Deployment: It’s a Balancing Act


Today’s post for Blue Star Families is all about maintaining balance in our lives during deployment.  Is there a magic formula to use in order to be healthy in all areas of our lives?  Unfortunately there is not, and I’ll be the first to admit: I am NOT awesome at maintaining balance, and I daresay it gets worse during a deployment.

My auto-pilot mode during deployment is to become a work-a-holic.  I have my momentary, tearful pity-party right after saying goodbye, and then it’s grindstone time.  But I will admit that in the last month of the first deployment, I literally worked myself sick.  I succumbed to a bad case of the flu (I am rarely ill) and was down and out for five days.  It was like my body was screaming at me, “Malori, you’re outta control, so I’m gonna MAKE you stop and rest whether you like it or not!!”  (I didn’t like it.)

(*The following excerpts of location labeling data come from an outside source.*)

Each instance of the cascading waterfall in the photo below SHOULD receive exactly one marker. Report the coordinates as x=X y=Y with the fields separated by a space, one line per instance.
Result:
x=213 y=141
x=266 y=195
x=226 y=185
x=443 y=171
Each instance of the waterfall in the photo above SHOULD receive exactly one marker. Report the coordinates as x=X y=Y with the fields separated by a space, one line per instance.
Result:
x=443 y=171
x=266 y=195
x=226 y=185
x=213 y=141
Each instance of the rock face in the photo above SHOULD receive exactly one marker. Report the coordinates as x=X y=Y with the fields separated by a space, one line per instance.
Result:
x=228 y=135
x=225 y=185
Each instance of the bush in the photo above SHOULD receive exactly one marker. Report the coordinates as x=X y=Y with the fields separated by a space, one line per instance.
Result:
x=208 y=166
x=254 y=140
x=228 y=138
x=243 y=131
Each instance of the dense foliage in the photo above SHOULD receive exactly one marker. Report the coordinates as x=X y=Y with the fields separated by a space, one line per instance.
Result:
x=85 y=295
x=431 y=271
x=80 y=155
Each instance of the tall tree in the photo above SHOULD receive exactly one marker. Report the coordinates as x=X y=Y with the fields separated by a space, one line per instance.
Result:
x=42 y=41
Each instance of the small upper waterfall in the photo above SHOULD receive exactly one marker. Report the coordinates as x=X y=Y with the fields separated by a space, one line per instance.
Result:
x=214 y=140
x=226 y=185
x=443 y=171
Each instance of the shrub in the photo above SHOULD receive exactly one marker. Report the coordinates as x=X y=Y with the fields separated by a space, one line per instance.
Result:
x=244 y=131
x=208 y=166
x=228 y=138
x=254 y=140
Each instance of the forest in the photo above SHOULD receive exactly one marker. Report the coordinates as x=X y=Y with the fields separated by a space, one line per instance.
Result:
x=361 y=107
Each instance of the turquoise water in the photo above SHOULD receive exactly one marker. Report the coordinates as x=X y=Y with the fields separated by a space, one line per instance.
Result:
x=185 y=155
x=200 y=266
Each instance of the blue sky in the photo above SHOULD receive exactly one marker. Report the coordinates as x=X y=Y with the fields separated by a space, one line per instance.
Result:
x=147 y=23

So during this deployment, I’m making more of an effort to maintain a healthy balance with my life.  That is why I made it a deployment goal to nurture friendships one to two times a month.  Hanging out with friends and family is a healthy way for me to de-stress (yes, I’m an extrovert), and I didn’t do much socializing last time because I was working so much.  Do I sometimes feel guilty taking time out to stop working?  Yes.  But I know it’s good for me and I should do it.

Other ways to maintain balance are by exercising, eating healthily, and getting adequate sleep.  Especially during a stressful period of time (hello deployment!), these three aspects are vital.  On my goal list is to take 10 Krav Maga self-defense classes this fall, and I’m also continuing the gluten-free diet I began in January 2012.  As for sleep?  Well, I’m pretending that copious amounts of coffee and concealer can take care of that – so I can definitely be more diligent about sleeping more.  A restful, minimum night’s sleep for me is six hours, but nine is optimal.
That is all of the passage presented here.